Jim doesn't have time to think about it. He doesn't run and he isn't cardboard. He isn't clinging pitifully, either. He just brings his hands up to Josh's arms and pulls him closer.

Then, too soon, it's over and the dopey grin on his face isn't mirrored on Josh's. His boss studies him critically and Jim squirms under the scrutiny.

"Yeah…you'll be okay." Josh pats Jim's face affectionately and finally smiles.

"Wow."

"What?"

"I thought I heard my mother in the parking lot. My mistake."

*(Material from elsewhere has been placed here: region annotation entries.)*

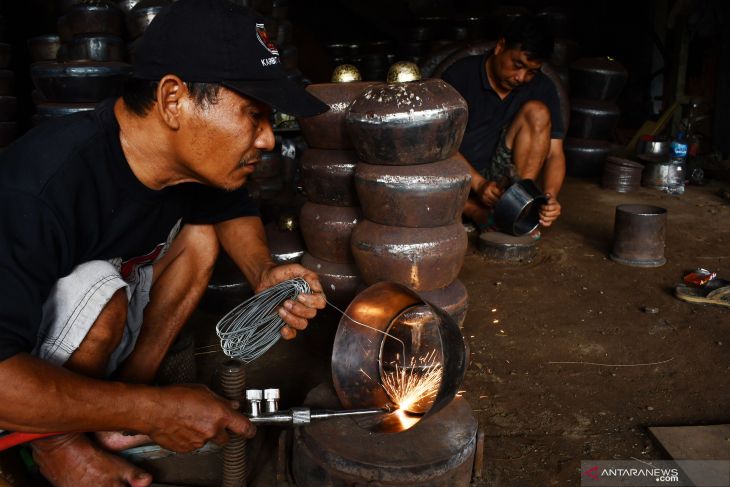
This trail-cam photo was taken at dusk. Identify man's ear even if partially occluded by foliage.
[157,74,188,130]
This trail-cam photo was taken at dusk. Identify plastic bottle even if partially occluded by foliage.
[666,132,687,195]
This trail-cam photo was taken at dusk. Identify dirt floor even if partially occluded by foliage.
[8,179,730,487]
[185,179,730,487]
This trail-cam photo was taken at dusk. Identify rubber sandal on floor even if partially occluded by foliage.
[674,279,730,307]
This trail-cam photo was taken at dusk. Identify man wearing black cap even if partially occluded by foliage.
[0,0,327,487]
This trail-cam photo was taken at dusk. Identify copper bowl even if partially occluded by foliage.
[351,220,468,291]
[568,98,621,140]
[33,102,96,125]
[299,202,362,264]
[332,282,467,431]
[346,79,468,165]
[297,81,374,149]
[30,62,132,103]
[66,35,126,62]
[300,149,360,206]
[28,34,61,63]
[57,0,124,42]
[355,155,471,227]
[570,57,629,101]
[127,0,173,40]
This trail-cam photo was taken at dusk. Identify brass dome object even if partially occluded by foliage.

"You're comparing me to your mother. I see."

"Well, she's a pretty amazing woman."

"Oh, undoubtedly."

Jim kisses Josh this time. It's longer than before, slower. He's not sure if he's going to make a habit of this…whatever it is they're doing. But New Jim is already a lot happier than Old Jim, though in all honesty that doesn't mean much. When they part, Jim realizes that he hasn't thought of her—Pam—in several whole minutes. He takes a deep breath and reaches into his pocket to get his keys.

"You know, I think maybe I am that long-haul guy. If not Dunder-Mifflin, then something…else."

"If this company doesn't meet your needs, I think I saw a Help Wanted sign at the Dunkin' Donuts."

"Woah, let's not rush into anything. I've already been headhunted by Arby's and I want to keep my options open."